Still not sure how much impact a slightly bent axle will have. I'll assemble w/o springs with axle and check the action.
Glad the PE dude got to smile :thumbsup:
 
I had to cut them down about 3"-couldn't get them back together.

some issues there allright. should be able to slip the fork cap on with a mild pressure and turn.

some std WR springs should be fine:thinking:
 
Well, I'm looking for heavier springs-the rear has a firmer spring and I want to match it.
I ride too fast... errr I'm too fat for the stock springs.
 
I set the sag at 100mm/4" I'm 250 lbs. I'm checking the straightness of the triple clamps/tubes and seeing if I can straighten the axle a little.
 
I set the sag at 100mm/4" I'm 250 lbs. I'm checking the straightness of the triple clamps/tubes and seeing if I can straighten the axle a little.
im about 230 geared up, had to crank the stock spring real hard to get sag numbers anywhere near what i needed. a stiffer rear spring with hardly any preload got my sag almost perfect. major difference in handling.
i have quite a few fork springs out of forks, im using the yellow progressive springs. 480ml of atf and the forks are pretty good for woods, very plush. very controlled when pushed too..
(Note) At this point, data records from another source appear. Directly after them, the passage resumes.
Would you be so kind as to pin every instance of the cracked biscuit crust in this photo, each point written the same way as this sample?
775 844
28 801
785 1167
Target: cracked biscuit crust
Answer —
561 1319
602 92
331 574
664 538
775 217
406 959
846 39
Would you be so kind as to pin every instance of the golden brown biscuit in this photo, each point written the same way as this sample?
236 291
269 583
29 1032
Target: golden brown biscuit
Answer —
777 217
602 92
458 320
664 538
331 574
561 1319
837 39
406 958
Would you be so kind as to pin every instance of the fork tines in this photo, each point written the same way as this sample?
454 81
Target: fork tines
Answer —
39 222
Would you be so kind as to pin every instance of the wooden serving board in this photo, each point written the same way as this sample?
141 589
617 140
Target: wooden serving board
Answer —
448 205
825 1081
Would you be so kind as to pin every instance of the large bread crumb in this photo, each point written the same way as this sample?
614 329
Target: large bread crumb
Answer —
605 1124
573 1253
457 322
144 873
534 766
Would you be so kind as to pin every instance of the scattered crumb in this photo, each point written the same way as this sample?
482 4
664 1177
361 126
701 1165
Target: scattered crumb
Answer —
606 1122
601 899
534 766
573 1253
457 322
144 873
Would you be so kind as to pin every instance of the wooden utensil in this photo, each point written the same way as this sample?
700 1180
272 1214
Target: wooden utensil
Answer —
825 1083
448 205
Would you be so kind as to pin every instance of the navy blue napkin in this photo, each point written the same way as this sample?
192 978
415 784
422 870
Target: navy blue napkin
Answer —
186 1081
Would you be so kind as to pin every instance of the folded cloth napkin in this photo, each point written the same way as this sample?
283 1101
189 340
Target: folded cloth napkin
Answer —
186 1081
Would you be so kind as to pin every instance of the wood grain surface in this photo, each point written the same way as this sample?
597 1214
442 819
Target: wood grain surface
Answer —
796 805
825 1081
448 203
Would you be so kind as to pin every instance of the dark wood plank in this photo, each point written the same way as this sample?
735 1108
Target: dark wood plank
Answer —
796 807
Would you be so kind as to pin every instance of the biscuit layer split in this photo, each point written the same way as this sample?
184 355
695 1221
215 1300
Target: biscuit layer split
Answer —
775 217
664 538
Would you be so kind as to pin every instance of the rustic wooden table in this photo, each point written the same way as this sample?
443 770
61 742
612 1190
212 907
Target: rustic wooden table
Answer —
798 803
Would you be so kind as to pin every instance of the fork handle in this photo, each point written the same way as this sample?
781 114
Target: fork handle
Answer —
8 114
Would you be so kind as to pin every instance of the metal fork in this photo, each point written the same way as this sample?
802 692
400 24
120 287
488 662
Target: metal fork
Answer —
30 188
you have a little earlier forks tho..im surprised you are able to get the 4 inch sag sitting at the front of the tank in an "attack" position..the stock springs are usually way soft.
 
I have a stiffer rear spring installed. I get on the pegs and bounce up and down a few times after setting the initial sag.
i have quite a few fork springs out of forks, im using the yellow progressive springs.
Do you know what the spring rate is for them ? Drew Smith said I should install .42/k and Race tech only has .44's and up.
 
sorry, ive never come across anything that says what the different codes or what weights were available.
 
I disassembled the front forks on the 400. I found a bent axle sleeve and straightened it some.
The fork action was fine with the forks clamping a bar at the axle, found fork stiction.
Reclamped the front wheel-the forks moved up and down fine without springs. Hope to try it out soon.
 
The front end is better but I need some rocks to pound in to see how much. Added new bars and a rubber mount system for more comfort-definitely nicer.Handles nice around the grass track, the woods were very slick-been raining a lot!
 
Hi guys, can i get your guidance on this (trivial?) question. I am trying to work out which of the rubber/screw mounts (attaching the radiators to the frame) go where. I understand there are three slightly different lengths (probably just thicker rubber middle section). Does the longest one attach the bottom of the radiator, shorter ones on the middle and top connection points? I said it was trivial - welcome your guidance so i dont have to undo and relocate them later. Thanks all.